Opinion PER CURIAM.
Separate Concurring Opinion filed by Senior Circuit Judge BAZELON.
PER CURIAM:Petitioner Potomac Alliance seeks review of a decision of the Nuclear Regulatory *1031Commission (NRC) amending an operating license to authorize Virginia Electric Power Company (VEPCO) to increase the storage capacity of the spent fuel pool at its North Anna Nuclear Power Station. Petitioner claims that the NRC violated the requirements of the National Environmental Policy Act (NEPA)1 in failing to consider, prior to granting the requested amendment, the long-range future effects of permitting the increased storage capacity, including the situation as it will exist on the date of the plant’s permanent closing in 2011.
We note that this same issue has, heretofore in the recent past, been raised in, and addressed by, this court. In Minnesota v. NRC, 602 F.2d 412 (D.C.Cir.1979), this court, on virtually an identical set of facts, found itself unable to sustain, as against a claim of NEPA violation,2 an NRC order amending an operating license to expand spent fuel storage capacity, absent a meaningful exploration by the agency of the dangers presented by the continuing existence of the storage pool after the final closing date of the plant, and a finding based thereon that either (1) a satisfactory solution is presently available or (2) there is a reasonable probability of such availability by the shut-down date. This is precisely what the NRC failed to do in the case before us. Mindful of our rules with respect to the maintenance of uniformity in dispositions of like cases by different divisions of this court, we conform the result we reach in this case to that one.
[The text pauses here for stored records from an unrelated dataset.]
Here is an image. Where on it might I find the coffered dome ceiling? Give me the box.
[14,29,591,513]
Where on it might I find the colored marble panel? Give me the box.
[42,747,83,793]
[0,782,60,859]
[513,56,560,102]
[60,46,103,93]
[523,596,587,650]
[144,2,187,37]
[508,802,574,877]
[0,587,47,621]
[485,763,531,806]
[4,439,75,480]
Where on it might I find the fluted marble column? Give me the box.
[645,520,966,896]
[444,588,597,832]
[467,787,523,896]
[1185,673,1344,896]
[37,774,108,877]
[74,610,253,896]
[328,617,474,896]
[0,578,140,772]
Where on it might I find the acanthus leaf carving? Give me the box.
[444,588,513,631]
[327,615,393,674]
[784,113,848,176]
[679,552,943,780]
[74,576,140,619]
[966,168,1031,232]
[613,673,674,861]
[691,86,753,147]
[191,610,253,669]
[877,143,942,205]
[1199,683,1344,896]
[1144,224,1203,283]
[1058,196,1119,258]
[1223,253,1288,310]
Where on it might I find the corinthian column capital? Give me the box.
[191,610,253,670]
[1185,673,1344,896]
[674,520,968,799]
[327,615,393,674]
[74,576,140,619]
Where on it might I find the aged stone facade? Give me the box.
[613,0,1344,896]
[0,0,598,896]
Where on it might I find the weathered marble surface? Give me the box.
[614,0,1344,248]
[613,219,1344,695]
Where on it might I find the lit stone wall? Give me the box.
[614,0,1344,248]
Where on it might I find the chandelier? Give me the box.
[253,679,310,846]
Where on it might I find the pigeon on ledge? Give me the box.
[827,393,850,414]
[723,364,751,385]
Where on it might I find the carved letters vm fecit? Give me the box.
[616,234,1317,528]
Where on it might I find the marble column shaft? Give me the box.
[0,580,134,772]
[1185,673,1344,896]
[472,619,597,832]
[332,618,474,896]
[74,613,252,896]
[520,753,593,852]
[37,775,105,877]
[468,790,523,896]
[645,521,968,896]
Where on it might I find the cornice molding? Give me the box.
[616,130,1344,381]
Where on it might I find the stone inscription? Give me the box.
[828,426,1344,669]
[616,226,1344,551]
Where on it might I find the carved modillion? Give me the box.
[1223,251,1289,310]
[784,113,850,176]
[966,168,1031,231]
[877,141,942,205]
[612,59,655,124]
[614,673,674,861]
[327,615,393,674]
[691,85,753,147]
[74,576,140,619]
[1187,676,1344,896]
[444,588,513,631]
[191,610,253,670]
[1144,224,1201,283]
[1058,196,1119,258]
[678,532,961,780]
In Minnesota, the court, despite the apparent NEPA violation, declined to vacate or stay the license amendment in question, indicating instead that the Commission was free to proceed with consideration of the effects of modifying the spent fuel storage capacity by such means as it might deem effective to that end. The court was careful to say that it did not contemplate that a trial-type adjudicatory proceeding was required, and it suggested the appropriateness of the generic rulemaking which the NRC had professed to have in view. Adopting the court’s suggestion, on August 2, 1979, the NRC noticed a generic proceeding to reassess the outlook for the availability of safe nuclear waste disposal methods, focusing on the specific question raised by the Minnesota court. This rulemaking, termed by the Commission the “Waste Confidence” proceeding, is currently continuing. Therefore, as in Minnesota, we decline to vacate or stay the challenged license amendments.
The Commission has recently informed the court, in response to a specific inquiry by it after this case was taken under submission, that
[t]he earliest that the proceeding might conclude and a decision issue would be about six months after the January 1982 oral presentations, but it is possible that a year or more might pass before a final Commission decision could be reached.
NRC Response to Request Concerning Status of Waste-Confidence Proceeding, at pp. *10322-3. Implicit, however, in the disposition by the panel in Minnesota was the assumption that the NRC would proceed as expeditiously as possible.
Under these circumstances, and taking into account the lengthy period of time that has elapsed since Minnesota, as well as the scientific and technical difficulties that appear to characterize this problem, we think an appropriate response to the NRC’s latest progress report is for us to assert that its failure to act by June 30, 1983, will place in jeopardy the expanded authority at issue in this case.
The case is remanded to the NRC for further proceedings and consideration consistent with the purposes of this remand.
It is so ordered.
. Section 102(2)(C) of NEPA, 42 U.S.C. § 4332(2)(C) (1976), provides in part that
all agencies of the Federal Government shall ... include in every recommendation or report on proposals for legislation and other major Federal actions significantly affecting the quality of the human environment, a detailed statement ... on
(i) the environmental impact of the proposed action, [and]
(ii) any adverse environmental effects which cannot be avoided should the proposal be implemented, [and]
(v) any irreversible and irretrievable commitments of resources which would be involved in the proposed action should it be implemented.
. Petitioner in Minnesota raised challenges based both on NEPA and on the Atomic Energy Act. Potomac Alliance also argues before this court that the Commission violated the Atomic Energy Act by approving the license amendment without a prior finding of “reasonable assurancef ] that the modification of the North Anna spent fuel pool for long term storage would not endanger the public health and safety.” Appellant’s Br. at 21. This claim was not, however, raised before the Appeal Board or the Commission and may not be raised for the first time here. Cf. Singleton v. Wulff, 428 U.S. 106, 120, 96 S.Ct. 2868, 2877, 49 L.Ed.2d 826 (1976) (“It is the general rule, of course, that a federal appellate court does not consider an issue not passed upon below.”).